The classic opener on Ash Wednesday, the first Scripture that invites us deeply into Lent. Are we ready for it? We hear it every year. Has it become too familiar? I’m not sure it works well in a communal reconciliation, stirring as it is. My stance would be to honor it as Ash Wednesday’s first reading and leave it there.

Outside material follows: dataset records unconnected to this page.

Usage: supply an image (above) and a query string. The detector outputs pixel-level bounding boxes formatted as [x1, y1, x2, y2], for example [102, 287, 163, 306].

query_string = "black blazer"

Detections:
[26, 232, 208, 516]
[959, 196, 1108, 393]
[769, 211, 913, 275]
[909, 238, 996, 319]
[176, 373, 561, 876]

But as a reminder and assist for individual reconciliation, it’s a bit long, but wholly fitting:
Yet even now—oracle of the LORD—
return to me with your whole heart,
with fasting, weeping, and mourning.
Rend your hearts, not your garments,
and return to the LORD, your God,
For he is gracious and merciful,
slow to anger, abounding in steadfast love,
and relenting in punishment.
Perhaps he will again relent
and leave behind a blessing,
Grain offering and libation
for the LORD, your God.
Blow the horn in Zion!
Proclaim a fast,
call an assembly!
Gather the people,
sanctify the congregation;
Assemble the elderly;
gather the children,
even infants nursing at the breast;
Let the bridegroom leave his room,
and the bride her bridal tent.
Between the porch and the altar
let the priests weep,
let the ministers of the LORD weep and say:
“Spare your people, LORD!
do not let your heritage become a disgrace,
a byword among the nations!
Why should they say among the peoples,
‘Where is their God?’”
Then the LORD grew jealous for his land and took pity on his people. In response the LORD said to his people:
I am sending you
grain, new wine, and oil,
and you will be satisfied by them;
Never again will I make you
a disgrace among the nations.
I heard a good homily at church yesterday. Our associate pastor mentioned a hospital visit he once made on Ash Wednesday. A non-Catholic noted his container of ashes and asked him a few questions. The most pointed of them was this: what effect do those ashes have on the people who receive them?
In the context of this reading, perhaps we can ask the same of this momentous event described by the prophet Joel. The immediate effect is obvious: a large number of people performing a community event, a collective repentance. Like the season of Lent.
But outside of Lent, does our communal and personal history look more like the up-and-down relationship of the Israelites with God? A period of intense reform and renewal, followed by a long and gradual backsliding into wrongdoing? Does Lent offer us any promise of a gradually deeper union with God? Or are we reliving the same event time after time?
Naturally, that is all part of the human condition. We aren’t perfect. We cannot aspire to perfection, especially in this life. But when we come to Ash Wednesday, to Lent, and to this reading, will it inspire us in some new way? Will this reading make a difference in our lives? Even just for today?